Asumanie observes that the fear of being considered as attention seekers or being considered as weak often discourages people from speaking up when in depression or heading towards nervous break-down.
“Unfortunately, we live in a society that encourages this perception. So, people just struggle until they cannot struggle anymore.
“Mental illness does not define a person and I believe if we all work together, we can bring awareness and mental health will be something people openly talk about,” notes Asumanie.
She is currently studying online for a certificate in mental health awareness with a United Kingdom based New Skills Academy.
She cites money as one of the common causes of depression, with most people getting mounting pressure from society to be at a certain level of prestige.
“People end up borrowing money they cannot afford to pay back. When they can’t repay, the only solution they see is suicide. Then there is pressure from work and marriages and other life challenges,” explains Chirambo, the third born of four.
She plans to establish a non-governmental organisation to focus on creating awareness so that she can reach more people who are not on social media considering that this is the platform she uses to reach out.

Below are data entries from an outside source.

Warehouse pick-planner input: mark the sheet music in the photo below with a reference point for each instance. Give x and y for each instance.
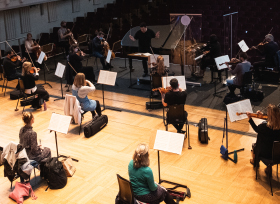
(181, 81)
(169, 142)
(221, 60)
(152, 59)
(240, 107)
(243, 46)
(107, 77)
(59, 123)
(59, 70)
(41, 57)
(109, 56)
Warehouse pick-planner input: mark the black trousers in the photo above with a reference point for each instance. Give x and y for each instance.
(43, 95)
(65, 45)
(97, 109)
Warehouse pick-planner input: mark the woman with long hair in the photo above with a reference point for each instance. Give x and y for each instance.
(81, 88)
(28, 139)
(268, 132)
(142, 179)
(29, 76)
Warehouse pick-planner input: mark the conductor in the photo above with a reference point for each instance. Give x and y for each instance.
(144, 37)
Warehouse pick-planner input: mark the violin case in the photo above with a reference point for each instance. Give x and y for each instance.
(94, 126)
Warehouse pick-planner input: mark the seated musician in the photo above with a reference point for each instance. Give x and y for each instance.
(30, 47)
(212, 50)
(97, 47)
(75, 59)
(29, 76)
(11, 63)
(268, 132)
(81, 88)
(242, 67)
(269, 50)
(28, 139)
(175, 96)
(142, 179)
(63, 37)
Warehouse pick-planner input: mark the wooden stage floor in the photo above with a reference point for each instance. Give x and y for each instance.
(210, 178)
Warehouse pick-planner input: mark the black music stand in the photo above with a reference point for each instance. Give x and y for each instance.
(107, 78)
(59, 72)
(163, 136)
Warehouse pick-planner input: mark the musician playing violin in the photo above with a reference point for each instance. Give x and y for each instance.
(97, 45)
(175, 96)
(269, 50)
(11, 63)
(75, 59)
(242, 66)
(63, 36)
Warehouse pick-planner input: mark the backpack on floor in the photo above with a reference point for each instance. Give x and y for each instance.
(53, 172)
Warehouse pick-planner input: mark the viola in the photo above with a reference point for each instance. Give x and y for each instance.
(255, 115)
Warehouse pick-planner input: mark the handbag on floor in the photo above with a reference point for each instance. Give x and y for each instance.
(68, 166)
(94, 126)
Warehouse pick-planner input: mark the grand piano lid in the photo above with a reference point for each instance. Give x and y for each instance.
(169, 37)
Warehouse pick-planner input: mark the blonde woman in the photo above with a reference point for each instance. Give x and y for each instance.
(29, 76)
(28, 139)
(81, 88)
(142, 179)
(268, 132)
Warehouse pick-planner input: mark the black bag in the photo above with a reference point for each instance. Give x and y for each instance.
(14, 95)
(53, 172)
(203, 131)
(94, 126)
(27, 102)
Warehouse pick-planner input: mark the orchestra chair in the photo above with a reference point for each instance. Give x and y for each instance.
(6, 79)
(125, 192)
(269, 163)
(22, 95)
(175, 114)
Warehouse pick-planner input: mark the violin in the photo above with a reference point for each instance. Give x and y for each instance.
(233, 61)
(162, 90)
(33, 70)
(255, 115)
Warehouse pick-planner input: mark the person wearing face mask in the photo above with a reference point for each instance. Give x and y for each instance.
(75, 59)
(97, 47)
(63, 37)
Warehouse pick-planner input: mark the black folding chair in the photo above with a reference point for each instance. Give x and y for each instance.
(275, 160)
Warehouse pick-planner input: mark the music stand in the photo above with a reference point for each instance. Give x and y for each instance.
(170, 142)
(107, 78)
(59, 72)
(240, 106)
(60, 123)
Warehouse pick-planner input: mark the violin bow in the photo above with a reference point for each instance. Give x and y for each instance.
(72, 67)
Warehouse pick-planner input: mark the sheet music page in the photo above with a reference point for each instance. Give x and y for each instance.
(221, 60)
(169, 141)
(181, 81)
(240, 106)
(59, 123)
(59, 70)
(243, 46)
(109, 56)
(41, 57)
(107, 77)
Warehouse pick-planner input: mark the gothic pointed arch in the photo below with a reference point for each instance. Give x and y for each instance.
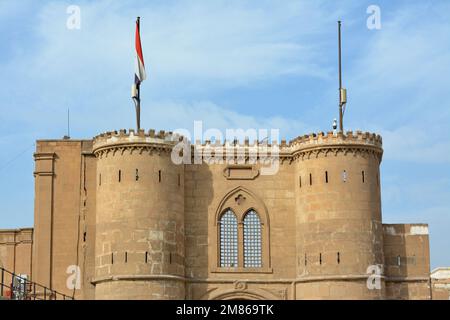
(242, 201)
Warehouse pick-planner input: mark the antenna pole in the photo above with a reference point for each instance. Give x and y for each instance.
(68, 122)
(341, 102)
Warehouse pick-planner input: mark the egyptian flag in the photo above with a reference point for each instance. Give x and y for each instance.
(139, 74)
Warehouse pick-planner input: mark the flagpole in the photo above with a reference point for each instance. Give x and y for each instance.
(341, 120)
(138, 98)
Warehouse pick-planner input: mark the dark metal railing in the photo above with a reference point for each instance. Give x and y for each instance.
(16, 287)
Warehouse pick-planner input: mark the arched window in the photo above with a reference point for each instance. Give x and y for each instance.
(252, 240)
(228, 240)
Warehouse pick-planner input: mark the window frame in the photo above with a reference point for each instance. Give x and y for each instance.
(251, 203)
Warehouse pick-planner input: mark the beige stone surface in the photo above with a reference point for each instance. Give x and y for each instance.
(141, 227)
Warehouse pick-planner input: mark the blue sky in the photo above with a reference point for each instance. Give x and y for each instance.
(234, 64)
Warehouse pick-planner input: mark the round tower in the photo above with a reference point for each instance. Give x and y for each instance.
(339, 227)
(139, 251)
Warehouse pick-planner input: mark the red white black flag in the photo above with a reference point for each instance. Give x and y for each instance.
(139, 74)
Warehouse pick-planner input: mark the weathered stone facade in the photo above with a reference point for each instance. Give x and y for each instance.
(140, 226)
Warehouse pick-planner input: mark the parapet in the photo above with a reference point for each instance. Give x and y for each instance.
(336, 142)
(122, 139)
(361, 138)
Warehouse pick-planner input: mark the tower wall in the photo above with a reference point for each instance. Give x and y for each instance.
(339, 228)
(140, 220)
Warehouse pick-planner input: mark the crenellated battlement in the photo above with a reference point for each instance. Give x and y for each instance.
(335, 143)
(306, 144)
(322, 138)
(132, 138)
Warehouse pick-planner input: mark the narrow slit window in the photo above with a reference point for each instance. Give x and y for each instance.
(228, 240)
(252, 240)
(344, 176)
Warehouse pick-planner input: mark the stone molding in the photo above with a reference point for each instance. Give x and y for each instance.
(300, 148)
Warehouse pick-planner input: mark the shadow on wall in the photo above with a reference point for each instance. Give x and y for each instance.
(199, 193)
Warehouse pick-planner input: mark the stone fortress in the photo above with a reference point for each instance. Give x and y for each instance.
(135, 225)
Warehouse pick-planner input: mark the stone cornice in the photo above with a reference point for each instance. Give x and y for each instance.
(301, 148)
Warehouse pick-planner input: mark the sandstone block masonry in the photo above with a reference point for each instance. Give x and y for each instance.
(139, 226)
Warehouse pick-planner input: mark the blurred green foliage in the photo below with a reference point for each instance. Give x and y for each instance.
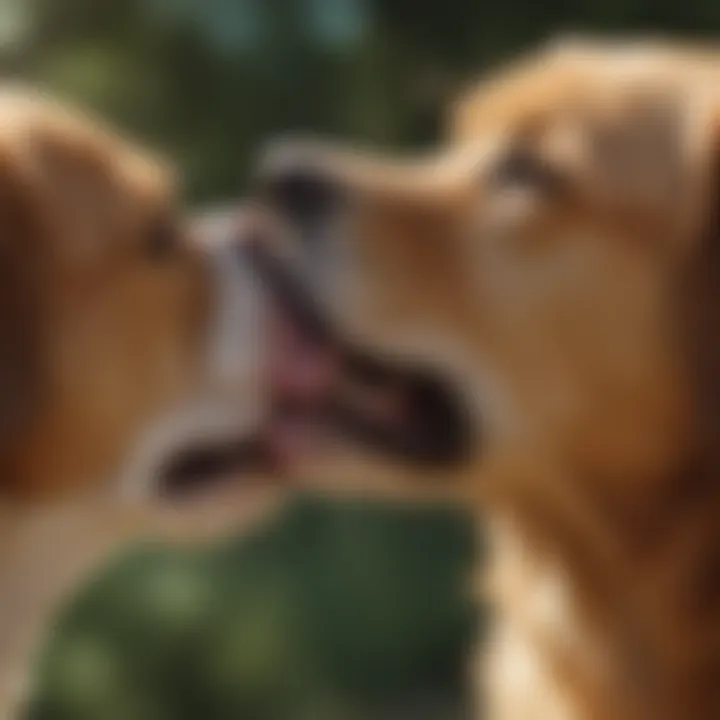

“I would like to reach even those in villages because in most cases people are labelled olodzedwa (bewitched) if they have a mental condition in the villages,” she notes.
Asumanie calls on organisations and individuals to join her in raising awareness on mental health issues.
“I do not get any funding at the moment, but I believe that with a bit of funding and organisation we can reach a lot more people in Malawi,” she says.
She grew up in Zimbabwe, Botswana and Malawi. Asumanie did my secondary school at Phwezi and Kaphuka.